The present invention provides a novel class of molecules, termed “compomers,” that enable the indirect detection of target molecules, as well as novel target detection reagents and compomer templates that
encode compomers. Compomers are linear polymers generated from the compomer template portion of a target detection
reagent during the course of an
assay. In a given
assay, each compomer species is correlated with a different target molecule, e.g., a
carbohydrate, lipid, polypeptide, or target
nucleic acid, particularly a specific
nucleotide sequence within a target
nucleic acid molecule.
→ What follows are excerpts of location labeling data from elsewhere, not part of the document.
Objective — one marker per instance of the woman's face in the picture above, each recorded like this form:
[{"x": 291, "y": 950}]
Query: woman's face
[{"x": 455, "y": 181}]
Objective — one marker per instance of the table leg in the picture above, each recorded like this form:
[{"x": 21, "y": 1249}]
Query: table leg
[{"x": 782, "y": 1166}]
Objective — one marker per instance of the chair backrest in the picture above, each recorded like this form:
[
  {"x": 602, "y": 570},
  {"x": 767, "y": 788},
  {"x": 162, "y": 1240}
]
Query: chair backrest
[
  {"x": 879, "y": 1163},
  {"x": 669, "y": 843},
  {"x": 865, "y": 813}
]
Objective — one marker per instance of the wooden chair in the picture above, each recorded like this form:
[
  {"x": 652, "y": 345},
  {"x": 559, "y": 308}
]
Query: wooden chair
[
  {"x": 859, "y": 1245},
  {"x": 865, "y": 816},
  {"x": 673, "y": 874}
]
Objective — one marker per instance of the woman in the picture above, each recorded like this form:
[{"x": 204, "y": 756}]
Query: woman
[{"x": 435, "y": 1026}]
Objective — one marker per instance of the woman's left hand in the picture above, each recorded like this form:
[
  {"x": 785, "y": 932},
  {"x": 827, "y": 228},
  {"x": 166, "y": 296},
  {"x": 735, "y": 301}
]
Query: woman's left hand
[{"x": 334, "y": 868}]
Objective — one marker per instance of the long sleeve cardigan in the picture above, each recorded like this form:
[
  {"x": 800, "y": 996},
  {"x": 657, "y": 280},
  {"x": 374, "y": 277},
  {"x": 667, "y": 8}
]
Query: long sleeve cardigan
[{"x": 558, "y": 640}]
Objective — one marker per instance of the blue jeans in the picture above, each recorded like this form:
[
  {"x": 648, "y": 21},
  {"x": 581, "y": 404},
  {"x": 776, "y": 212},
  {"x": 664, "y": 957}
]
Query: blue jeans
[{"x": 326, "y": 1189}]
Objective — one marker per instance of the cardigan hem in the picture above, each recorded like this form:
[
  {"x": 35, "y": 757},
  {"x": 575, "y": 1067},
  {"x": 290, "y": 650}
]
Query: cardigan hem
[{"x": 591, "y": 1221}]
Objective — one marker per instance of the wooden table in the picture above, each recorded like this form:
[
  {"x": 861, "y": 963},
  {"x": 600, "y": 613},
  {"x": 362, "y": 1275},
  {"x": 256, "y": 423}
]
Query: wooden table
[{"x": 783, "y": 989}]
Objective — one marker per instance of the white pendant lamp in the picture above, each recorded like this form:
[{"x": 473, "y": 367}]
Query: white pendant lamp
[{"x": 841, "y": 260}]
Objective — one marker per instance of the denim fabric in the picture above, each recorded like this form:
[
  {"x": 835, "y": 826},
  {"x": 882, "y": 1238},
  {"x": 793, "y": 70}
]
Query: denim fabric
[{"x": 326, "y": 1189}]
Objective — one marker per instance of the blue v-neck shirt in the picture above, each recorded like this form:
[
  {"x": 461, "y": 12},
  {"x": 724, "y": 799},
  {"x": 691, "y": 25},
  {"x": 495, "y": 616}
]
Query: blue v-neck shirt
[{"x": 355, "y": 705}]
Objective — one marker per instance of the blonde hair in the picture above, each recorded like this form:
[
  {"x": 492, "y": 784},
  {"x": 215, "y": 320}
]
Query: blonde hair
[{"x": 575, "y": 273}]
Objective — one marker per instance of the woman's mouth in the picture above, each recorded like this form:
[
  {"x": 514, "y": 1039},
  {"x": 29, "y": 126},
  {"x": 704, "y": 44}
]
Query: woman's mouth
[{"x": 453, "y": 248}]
When, for example, a target
nucleic acid is present in an
assay, a compomer species specifically and uniquely correlated with the particular target (e.g., a known SNP or other genetic variant) is generated directly from a target-
specific detection reagent (or indirectly from a larger precursor encoded by the compomer template and from which it is subsequently released), after which it can readily be detected, even in an assay where tens, hundreds, or thousands of different compomer species may be generated, as each compomer species is engineered to differ from the others by a small, resolvable defined characteristic (e.g., a
mass increment, a difference in
subunit composition, sequence, size, length, etc.). When coupled with
highly sensitive detection techniques (e.g., MALDI-TOF
mass spectrometry, nucleic acid hybridization,
nuclear magnetic resonance, etc.), a large number of different compomer species can be detected in a single reaction, thereby facilitating highly multiplexed analyses of complex samples.